Neste último caso, típico de situações revolucionárias, a instância de poder antiga convive com outra nova, criada no processo revolucionário, de maneira que uma nega legitimidade da outra, ou seja, a relação entre as duas instâncias de poder é a exclusão.

No primeiro caso, duas instâncias de poder possuem competência concorrente, isto é, participante do processo de decisão à respeito de um mesmo assunto, com papéis diferenciados. A relação entre elas é de complementaridade, e não de exclusão. Esse tipo de situação é próprio da democracia representativa burguesa. Assim, para uma série de assuntos, a iniciativa de projetos de lei é de competência tanto da Câmara quanto do prefeito. Uma vez aprovado um projeto de lei pelo Legislativo, este pode ser vetado pelo Executivo. A derrubada do veto pelo Legislativo, nesse caso, é mais difícil do que a aprovação original do projeto.

Portanto, já existe hoje um conflito entre as instâncias de poder Executivo e Legislativo, em muitos dos assuntos de competência municipal. De modo geral, o fortalecimento do legislativo não representa outra coisa senão uma ampliação dessas áreas de conflito, o que é perfeitamente compatível com as instituições vigentes.

A introdução de mecanismos de participação popular, seja no nível do Executivo, seja no do Legislativo, com regras institucionais estabelecendo seus campos de competência, possui resultado semelhante: uma extensão dos campos de conflito potencial, uma vez que entram em cena novas instâncias de poder para participar de decisões sobre os mesmos assuntos.

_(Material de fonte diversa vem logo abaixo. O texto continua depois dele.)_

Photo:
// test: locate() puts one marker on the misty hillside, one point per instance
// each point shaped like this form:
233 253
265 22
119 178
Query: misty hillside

Cite-se, a título de exemplo, o processo orçamentário: é perfeitamente possível, em tese, o estabelecimento de procedimentos por meio dos quais as prioridades orçamentárias sejam definidas pela população diretamente. Se o Executivo acata tais definições, enviando ao Legislativo um projeto compatível com aquelas prioridades, cabe então à Câmara aprová-lo, vetá-lo ou alterá-lo supondo que suas atribuições lhe permitam essas várias alternativas.

Se houver vetos ou alterações, os vereadores responsáveis terão que responder politicamente pela sua escolha. Caso o processo participativo que redundou na definição de prioridades orçamentárias não tenha sido suficientemente representativo, tais vereadores provavelmente não enfrentarão grandes problemas.

Porém, na eventualidade de o referido processo participativo representar efetivamente a vontade da maioria dos moradores, o fato de os vereadores procederem às modificações nas prioridades — talvez pressionados pelo poder econômico — tem como conseqüência pesado ônus político que tenderá a recair sobre eles, na medida em que sua atitude não seja considerada legítima pela população. De mais a mais, se houver possibilidade de veto popular, a decisão da Câmara poderá ser revogada, sem dificuldades.

Celso Daniel é professor da PUC-SP e da FGV. É filiado ao PT em Santo André, tendo sido candidato a prefeito em 1982.